I agree with Brewster. I feel more like the man sometimes in my relationship. Sometimes it's just easier to go to a happy place and escape from everything. I will sit and read, watch movies, play games anything to not have to think about what is going on around me. I just want to try to feel like life is normal and keep going. It's wrong and not necessarily productive but it's what I need to do so I don't make bigger mistakes.


----------



## Mandia99508 (Jul 15, 2010)

The Destroyer said:


> I agree with Brewster. I feel more like the man sometimes in my relationship. Sometimes it's just easier to go to a happy place and escape from everything. I will sit and read, watch movies, play games anything to not have to think about what is going on around me.
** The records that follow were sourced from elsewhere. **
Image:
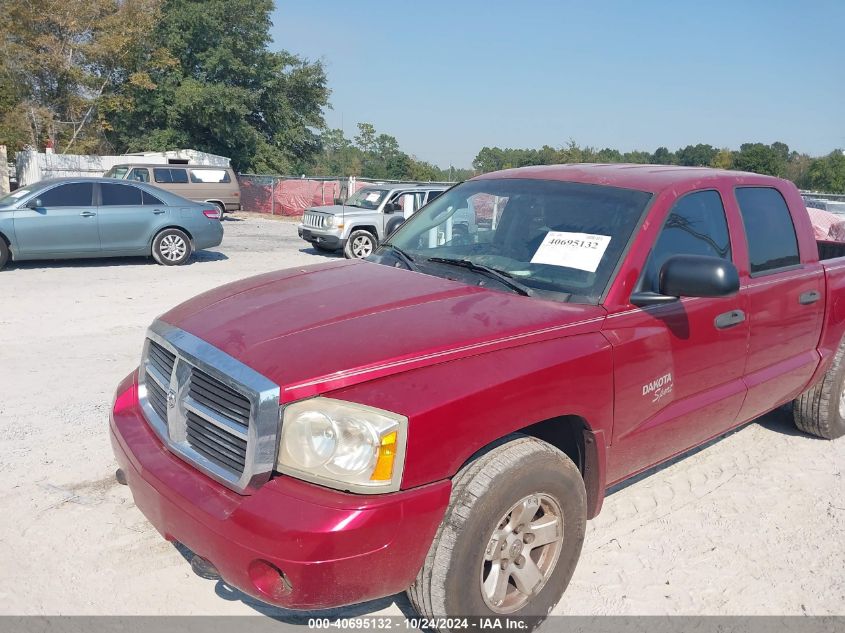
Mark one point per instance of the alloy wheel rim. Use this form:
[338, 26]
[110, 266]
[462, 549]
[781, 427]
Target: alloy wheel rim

I just want to try to feel like life is normal and keep going. It's wrong and not necessarily productive but it's what I need to do so I don't make bigger mistakes.


You are so lucky this works for you. I tried this and it worked for one day, but then when my STBX was back home and in my space, there was no denying my pain. Since that day I have been unable to really find another outlet that works. Friends make me feel like I need to talk about it, and I don't know if I want to. It's in the front of my mind constantly, and there is no hiding it from myself. I watched him sleep this morning and that felt peaceful, but within 2 minutes I felt I was either going to start crying or punch him. I would never hit him of course, but I'm so frustrated that I can't just accept and move one. But like someone else said in another post on this board: It won't hit me until he is actually moved out, and I can then start to move on.


----------